Foreign trade transactions are different from domestic trade. The realization of these transactions between countries and the use of different currencies increase the risks. For this reason, different payment methods are used in foreign trade transactions. The importer and the exporter can determine the payment method among themselves. These payment methods are;
a) Advance Payment: The payment is the receipt of the money by the exporter before the goods are delivered to the buyer. In this form of payment, all risk is undertaken by the buyer of the goods.
b) Payment Against Goods: It is the payment of the cost of the exported goods after the goods are received by the importer.
c) Payment Against Document: It is a form of payment made by receiving the documents showing that the exported goods have been loaded to the shipping vehicle from the export country and shipped from the bank by paying the export price.
d) Payment with Acceptance Credit: It is a form of payment in which the buyer undertakes to pay the cost of the goods in a certain term after receiving the goods and in which a policy / bond related to this payment is a vehicle. Banks act as intermediaries for buyers and sellers in the payment with acceptance credit.

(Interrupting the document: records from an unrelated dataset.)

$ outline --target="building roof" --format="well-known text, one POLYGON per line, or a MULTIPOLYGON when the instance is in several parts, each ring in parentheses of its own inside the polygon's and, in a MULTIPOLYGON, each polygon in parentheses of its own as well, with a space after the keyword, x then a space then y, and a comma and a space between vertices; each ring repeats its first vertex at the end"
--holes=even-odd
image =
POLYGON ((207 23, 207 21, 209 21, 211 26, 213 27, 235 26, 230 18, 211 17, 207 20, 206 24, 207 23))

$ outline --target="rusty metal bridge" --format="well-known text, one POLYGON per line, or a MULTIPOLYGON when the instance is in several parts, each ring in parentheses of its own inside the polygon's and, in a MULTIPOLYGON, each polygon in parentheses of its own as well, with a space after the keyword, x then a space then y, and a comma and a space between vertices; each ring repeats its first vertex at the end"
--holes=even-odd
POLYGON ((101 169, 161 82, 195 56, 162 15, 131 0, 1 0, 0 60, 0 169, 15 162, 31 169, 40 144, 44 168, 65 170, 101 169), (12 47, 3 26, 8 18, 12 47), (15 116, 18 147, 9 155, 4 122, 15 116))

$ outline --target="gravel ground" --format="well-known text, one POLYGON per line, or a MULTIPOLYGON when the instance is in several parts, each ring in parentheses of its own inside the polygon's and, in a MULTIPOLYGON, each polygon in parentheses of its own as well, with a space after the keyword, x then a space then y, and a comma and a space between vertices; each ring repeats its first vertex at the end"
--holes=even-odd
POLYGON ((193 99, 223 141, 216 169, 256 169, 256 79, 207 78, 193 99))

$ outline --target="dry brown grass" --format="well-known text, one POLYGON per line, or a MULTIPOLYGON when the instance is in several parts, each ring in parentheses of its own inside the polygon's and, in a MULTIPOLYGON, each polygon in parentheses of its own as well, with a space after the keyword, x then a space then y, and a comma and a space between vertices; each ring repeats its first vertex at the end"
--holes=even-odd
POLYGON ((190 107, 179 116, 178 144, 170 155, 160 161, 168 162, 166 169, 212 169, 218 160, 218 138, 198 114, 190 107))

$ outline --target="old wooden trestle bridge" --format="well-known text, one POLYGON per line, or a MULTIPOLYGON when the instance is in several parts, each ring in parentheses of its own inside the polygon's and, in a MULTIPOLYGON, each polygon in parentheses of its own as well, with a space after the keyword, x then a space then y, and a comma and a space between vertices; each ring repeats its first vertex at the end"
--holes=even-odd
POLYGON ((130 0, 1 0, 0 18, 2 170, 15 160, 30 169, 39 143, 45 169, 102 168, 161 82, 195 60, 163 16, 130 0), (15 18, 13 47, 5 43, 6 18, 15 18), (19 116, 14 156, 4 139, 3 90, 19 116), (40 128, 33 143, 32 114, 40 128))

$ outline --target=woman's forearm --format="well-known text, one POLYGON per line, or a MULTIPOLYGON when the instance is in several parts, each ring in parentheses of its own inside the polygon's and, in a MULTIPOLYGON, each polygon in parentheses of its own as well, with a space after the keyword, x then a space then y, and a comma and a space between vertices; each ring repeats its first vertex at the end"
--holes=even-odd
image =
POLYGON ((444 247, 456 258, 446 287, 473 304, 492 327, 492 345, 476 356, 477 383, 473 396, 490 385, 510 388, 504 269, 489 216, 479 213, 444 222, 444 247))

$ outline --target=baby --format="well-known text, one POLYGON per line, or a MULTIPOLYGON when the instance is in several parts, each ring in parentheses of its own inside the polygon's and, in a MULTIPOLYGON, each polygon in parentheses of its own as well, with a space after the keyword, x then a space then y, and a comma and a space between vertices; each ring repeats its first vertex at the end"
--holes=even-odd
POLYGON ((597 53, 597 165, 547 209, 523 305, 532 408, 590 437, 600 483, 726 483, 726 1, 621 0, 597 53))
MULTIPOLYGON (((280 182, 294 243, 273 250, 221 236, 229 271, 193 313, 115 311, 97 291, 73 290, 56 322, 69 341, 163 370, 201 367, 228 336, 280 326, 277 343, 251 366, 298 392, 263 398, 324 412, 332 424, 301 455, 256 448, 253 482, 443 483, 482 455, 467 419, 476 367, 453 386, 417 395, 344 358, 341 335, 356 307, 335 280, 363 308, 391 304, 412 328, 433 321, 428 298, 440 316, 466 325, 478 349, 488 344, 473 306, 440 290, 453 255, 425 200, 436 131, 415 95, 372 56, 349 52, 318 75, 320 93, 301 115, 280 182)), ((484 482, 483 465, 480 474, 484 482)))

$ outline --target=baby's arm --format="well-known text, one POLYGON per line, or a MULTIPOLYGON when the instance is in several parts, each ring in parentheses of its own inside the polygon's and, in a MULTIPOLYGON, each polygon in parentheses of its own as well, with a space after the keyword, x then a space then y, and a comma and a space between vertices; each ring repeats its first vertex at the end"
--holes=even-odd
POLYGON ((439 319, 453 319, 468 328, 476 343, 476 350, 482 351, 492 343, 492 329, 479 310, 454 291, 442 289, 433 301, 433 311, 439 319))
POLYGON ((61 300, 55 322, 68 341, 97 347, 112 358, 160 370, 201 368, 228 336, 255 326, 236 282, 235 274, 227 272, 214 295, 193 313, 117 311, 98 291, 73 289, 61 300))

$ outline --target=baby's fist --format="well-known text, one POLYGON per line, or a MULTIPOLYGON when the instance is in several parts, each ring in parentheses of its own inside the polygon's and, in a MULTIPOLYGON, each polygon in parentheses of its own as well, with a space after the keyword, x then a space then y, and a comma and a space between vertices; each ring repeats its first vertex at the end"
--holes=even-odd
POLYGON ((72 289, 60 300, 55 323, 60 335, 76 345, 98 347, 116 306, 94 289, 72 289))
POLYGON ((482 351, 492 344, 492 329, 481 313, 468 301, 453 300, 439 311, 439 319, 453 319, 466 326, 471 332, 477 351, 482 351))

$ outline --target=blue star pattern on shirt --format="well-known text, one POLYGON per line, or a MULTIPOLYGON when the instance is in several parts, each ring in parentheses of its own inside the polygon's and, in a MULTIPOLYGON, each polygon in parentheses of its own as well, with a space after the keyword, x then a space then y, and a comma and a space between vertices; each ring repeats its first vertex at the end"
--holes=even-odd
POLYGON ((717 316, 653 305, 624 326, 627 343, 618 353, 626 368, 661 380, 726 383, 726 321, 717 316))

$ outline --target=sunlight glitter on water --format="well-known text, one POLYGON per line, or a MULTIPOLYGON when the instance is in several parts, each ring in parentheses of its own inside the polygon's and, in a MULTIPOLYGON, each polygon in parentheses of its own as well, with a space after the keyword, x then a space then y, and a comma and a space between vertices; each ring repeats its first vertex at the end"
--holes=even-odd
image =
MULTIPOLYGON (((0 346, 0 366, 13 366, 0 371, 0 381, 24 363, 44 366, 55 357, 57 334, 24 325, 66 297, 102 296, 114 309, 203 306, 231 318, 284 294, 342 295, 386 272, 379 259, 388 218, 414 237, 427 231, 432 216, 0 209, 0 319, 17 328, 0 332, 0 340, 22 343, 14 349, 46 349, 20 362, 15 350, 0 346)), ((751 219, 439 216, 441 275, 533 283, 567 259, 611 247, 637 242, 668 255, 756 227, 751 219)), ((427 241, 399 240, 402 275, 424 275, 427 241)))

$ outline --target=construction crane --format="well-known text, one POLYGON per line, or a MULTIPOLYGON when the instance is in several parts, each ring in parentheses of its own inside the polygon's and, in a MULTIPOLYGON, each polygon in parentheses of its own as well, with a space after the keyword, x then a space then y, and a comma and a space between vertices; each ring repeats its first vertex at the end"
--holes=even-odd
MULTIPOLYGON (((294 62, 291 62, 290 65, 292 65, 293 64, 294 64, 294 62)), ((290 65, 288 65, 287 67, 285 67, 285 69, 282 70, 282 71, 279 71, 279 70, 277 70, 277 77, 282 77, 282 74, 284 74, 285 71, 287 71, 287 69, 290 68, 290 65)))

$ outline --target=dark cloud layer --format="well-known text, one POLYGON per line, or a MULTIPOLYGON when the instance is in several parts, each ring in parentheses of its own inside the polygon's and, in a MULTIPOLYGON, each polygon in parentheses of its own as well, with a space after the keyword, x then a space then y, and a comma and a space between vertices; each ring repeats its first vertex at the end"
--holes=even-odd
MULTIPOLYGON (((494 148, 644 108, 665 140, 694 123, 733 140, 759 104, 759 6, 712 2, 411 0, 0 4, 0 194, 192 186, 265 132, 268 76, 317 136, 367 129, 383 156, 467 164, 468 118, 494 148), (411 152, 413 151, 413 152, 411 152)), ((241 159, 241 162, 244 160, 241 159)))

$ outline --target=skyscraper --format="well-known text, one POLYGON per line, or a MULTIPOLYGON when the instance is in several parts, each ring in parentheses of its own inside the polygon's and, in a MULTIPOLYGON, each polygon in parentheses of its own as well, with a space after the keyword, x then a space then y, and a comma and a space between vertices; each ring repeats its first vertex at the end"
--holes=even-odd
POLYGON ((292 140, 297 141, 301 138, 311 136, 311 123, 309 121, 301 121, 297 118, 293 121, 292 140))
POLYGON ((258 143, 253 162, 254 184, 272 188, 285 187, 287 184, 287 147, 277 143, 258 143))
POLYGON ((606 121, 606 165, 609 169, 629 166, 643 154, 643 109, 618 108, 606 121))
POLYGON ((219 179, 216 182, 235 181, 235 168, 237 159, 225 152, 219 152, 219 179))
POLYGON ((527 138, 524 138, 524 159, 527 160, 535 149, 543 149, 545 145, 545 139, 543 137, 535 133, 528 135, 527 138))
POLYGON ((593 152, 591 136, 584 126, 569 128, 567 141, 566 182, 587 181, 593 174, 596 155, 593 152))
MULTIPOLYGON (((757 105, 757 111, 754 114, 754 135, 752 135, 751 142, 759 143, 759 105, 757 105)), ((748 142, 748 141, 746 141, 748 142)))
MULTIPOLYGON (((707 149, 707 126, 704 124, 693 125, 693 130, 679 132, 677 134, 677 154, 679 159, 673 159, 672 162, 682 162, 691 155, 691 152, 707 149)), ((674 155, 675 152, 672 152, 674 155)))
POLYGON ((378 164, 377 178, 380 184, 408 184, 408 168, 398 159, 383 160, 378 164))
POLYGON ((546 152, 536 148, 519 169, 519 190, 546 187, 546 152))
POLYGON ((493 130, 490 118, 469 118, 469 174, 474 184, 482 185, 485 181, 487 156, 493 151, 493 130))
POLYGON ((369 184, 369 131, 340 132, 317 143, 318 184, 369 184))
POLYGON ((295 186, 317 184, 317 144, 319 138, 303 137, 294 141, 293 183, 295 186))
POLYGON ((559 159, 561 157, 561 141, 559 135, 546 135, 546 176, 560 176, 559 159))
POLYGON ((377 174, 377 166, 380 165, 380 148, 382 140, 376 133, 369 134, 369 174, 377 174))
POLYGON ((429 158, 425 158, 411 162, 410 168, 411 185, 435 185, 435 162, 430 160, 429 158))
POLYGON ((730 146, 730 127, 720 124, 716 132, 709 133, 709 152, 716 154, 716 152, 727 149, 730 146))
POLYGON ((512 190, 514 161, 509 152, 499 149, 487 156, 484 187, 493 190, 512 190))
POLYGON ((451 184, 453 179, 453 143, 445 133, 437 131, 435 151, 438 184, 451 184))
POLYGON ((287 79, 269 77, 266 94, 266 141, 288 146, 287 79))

e) Consignment: It is a form of export that is carried out by delivering the goods to importers, brokers, exporters' branches abroad, for later sale. This payment is based on trust.
f) Payment on Account: It is a form payment of all or part of the export costs by importing goods and/or services and payment made in the form of cashing off any positive or negative difference.
g) Counter Trade: It is a type of barter transaction. It is the form of payment that the buyer applies in cases where there is not enough foreign currency to pay the import price, but when he has the goods he wants to sell. Counter trade can be applied in a variety of ways.
Barter: It is the exchange of goods that are deemed to be of equal value, executed under a single contract without financial payments or fund transfers.
Counter Purchase: It is the compensation of the costs of goods and services subject to export with the import of other goods and services that substitute money according to the agreement between the countries and companies that are parties to foreign trade.
Clearing: In countries that have signed a clearing agreement, importers pay the price of the goods they import to an institution in their country, such as the Central Bank or Clearing Office, in their own currency. The accounts created in this way are matched with the accounts consisting of the money deposited by the importers of the other country at the end of the period.
h) Letter of Credit: It is a credit account opened by the importer to a bank on behalf of the exporter abroad, committing to make payment to the exporter upon shipment of the goods in accordance with the terms of the contract.